This post describes an interesting mashup of homomorphic encryption and neural networks. I think it is an neat idea and appreciate the effort to put together a demo. Perhaps there will be useful applications.

However, I think the suggestion that this could be an answer to the AI control problem is wrong. First, a superintelligent deep learning AI would not be a safe AI because we would not be able to reason about its utility function. If you are meaning that the same idea could be applied to a different kind of AI so that you would have an oracle AI for which a secret key was needed to read its outputs. I don't think this helps. You have created a box for the oracle AI, however the problem remains that a superintelligence can probably escape from the box either by convincing you to let it out or by some less direct means that you can't foresee.

comment by eternal_neophyte · 2017-03-22T10:23:43.737Z · score: 0 (0 votes) · LW · GW

In combination with an AI with social skills that are fundamentally stunted in some way, this might actually work. If the AI cannot directly interface with the world in any meaningful way without the key and it doesn't have any power to persuade a human actor to supply it with the key, it's pretty much trapped ( unless there is some way for it to break its own encryption ).

Edit: notwithstanding the possibility that some human being may be stupid enough to supply it with the key despite not asking for it.

comment by korin43 · 2017-03-23T20:20:28.734Z · score: 0 (0 votes) · LW · GW

I think being encrypted may not actually help much with the control problem, since the problem isn't that we expect an AI to fully understand what we want and then be evil, it's that we're worried that an AI will not be optimizing what we want. Not knowing what the outputs actually do doesn't seem like it would help at all (except that the AI would only have the inputs we want it to have).

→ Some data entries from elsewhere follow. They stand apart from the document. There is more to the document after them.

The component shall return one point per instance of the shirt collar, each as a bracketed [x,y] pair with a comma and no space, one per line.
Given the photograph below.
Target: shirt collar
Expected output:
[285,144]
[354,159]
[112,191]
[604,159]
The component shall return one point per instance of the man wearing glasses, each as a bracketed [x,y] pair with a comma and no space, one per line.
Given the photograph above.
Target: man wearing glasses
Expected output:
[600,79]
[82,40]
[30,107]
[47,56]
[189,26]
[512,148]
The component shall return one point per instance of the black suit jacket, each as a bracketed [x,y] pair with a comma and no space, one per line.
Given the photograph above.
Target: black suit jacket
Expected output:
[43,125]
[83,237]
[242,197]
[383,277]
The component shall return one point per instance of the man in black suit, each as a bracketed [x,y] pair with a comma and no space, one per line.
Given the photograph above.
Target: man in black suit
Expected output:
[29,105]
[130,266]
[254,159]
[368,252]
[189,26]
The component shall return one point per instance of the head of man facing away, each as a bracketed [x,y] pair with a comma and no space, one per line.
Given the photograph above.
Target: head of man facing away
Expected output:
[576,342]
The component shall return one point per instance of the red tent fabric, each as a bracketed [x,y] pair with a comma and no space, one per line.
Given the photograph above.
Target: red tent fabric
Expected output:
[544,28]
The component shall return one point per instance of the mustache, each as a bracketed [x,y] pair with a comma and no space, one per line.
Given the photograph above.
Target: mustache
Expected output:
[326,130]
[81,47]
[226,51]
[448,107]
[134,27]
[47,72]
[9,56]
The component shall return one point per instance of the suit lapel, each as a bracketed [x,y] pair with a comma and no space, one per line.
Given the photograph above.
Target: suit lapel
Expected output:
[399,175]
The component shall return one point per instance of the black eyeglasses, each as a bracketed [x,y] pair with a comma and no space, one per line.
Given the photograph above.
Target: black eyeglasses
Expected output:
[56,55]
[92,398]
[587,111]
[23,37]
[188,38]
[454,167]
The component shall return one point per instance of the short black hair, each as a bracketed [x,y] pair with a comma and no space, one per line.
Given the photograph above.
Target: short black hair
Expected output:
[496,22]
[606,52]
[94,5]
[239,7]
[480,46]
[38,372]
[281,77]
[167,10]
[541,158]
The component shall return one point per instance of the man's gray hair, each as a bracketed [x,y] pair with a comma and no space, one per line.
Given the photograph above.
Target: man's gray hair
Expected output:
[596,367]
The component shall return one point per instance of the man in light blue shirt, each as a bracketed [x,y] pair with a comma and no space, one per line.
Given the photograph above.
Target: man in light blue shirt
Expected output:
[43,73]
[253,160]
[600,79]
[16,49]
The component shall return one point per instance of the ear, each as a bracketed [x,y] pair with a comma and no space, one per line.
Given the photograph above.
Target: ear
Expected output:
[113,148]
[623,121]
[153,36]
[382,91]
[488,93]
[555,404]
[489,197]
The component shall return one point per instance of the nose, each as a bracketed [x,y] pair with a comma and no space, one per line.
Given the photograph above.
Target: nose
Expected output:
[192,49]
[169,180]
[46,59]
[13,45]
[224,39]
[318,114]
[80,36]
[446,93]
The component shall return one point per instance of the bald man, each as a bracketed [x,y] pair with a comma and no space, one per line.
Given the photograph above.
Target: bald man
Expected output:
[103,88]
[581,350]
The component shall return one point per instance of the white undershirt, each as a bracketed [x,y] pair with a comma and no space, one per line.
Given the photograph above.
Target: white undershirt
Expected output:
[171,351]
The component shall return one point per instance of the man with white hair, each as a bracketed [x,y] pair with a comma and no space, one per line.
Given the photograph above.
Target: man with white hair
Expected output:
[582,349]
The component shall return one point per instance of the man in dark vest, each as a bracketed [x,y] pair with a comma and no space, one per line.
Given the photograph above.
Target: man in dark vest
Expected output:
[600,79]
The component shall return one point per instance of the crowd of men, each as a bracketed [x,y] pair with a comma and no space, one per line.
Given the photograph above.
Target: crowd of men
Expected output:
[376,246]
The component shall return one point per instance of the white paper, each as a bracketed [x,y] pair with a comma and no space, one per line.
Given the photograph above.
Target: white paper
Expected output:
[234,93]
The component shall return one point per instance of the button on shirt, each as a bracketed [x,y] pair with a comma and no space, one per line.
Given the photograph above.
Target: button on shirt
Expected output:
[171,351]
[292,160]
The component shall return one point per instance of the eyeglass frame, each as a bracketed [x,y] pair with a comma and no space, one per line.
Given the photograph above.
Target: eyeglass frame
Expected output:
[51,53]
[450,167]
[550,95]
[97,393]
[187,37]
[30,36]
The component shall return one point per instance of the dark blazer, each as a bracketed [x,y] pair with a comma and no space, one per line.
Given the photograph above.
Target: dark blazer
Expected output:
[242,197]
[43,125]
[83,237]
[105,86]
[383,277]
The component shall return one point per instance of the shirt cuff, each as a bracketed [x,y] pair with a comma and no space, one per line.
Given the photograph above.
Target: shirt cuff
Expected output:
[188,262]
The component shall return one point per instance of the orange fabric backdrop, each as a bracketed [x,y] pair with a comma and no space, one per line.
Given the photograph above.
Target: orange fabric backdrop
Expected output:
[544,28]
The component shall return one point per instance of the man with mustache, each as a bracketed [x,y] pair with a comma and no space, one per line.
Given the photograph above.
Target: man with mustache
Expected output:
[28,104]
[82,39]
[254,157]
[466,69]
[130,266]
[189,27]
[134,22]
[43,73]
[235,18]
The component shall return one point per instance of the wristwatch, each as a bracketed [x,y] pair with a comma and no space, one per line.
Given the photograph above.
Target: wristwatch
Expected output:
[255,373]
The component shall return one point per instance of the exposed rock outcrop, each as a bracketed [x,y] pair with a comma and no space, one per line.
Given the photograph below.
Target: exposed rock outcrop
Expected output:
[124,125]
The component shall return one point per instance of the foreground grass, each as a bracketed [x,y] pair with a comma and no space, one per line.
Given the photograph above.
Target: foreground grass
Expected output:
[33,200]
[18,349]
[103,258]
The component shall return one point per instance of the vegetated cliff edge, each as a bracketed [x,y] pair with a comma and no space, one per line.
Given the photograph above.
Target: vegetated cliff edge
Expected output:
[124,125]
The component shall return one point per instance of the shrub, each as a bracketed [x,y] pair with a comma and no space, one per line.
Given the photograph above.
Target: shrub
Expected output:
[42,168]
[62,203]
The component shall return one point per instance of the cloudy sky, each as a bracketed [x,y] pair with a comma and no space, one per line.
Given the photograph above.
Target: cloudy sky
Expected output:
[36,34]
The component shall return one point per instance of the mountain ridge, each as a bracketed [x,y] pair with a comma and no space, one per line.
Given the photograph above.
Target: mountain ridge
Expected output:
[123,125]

comment by eternal_neophyte · 2017-03-23T20:51:07.694Z · score: 0 (0 votes) · LW · GW

the AI would only have the inputs we want it to

That seems to me to be the advantage. If it can't read the data in its sensors without the key, it can't know if any given action will increase or decrease its utility.

comment by tukabel · 2017-03-22T19:54:25.436Z · score: 0 (0 votes) · LW · GW

In Sowjet Russia the AI will encrypt YOU!

comment by Luke_A_Somers · 2017-03-22T15:46:19.533Z · score: 0 (0 votes) · LW · GW

This is about keeping the AI safe from being altered by bad actors before it becomes massively powerful. It is not an attempt at a Control Problem solution. It could still be useful.

comment by korin43 · 2017-03-21T15:18:12.853Z · score: 0 (0 votes) · LW · GW

"In this blogpost, we're going to train a neural network that is fully encrypted during training (trained on unencrypted data). The result will be a neural network with two beneficial properties. First, the neural network's intelligence is protected from those who might want to steal it, allowing valuable AIs to be trained in insecure environments without risking theft of their intelligence. Secondly, the network can only make encrypted predictions (which presumably have no impact on the outside world because the outside world cannot understand the predictions without a secret key). This creates a valuable power imbalance between a user and a superintelligence. If the AI is homomorphically encrypted, then from it's perspective, the entire outside world is also homomorphically encrypted. A human controls the secret key and has the option to either unlock the AI itself (releasing it on the world) or just individual predictions the AI makes (seems safer)."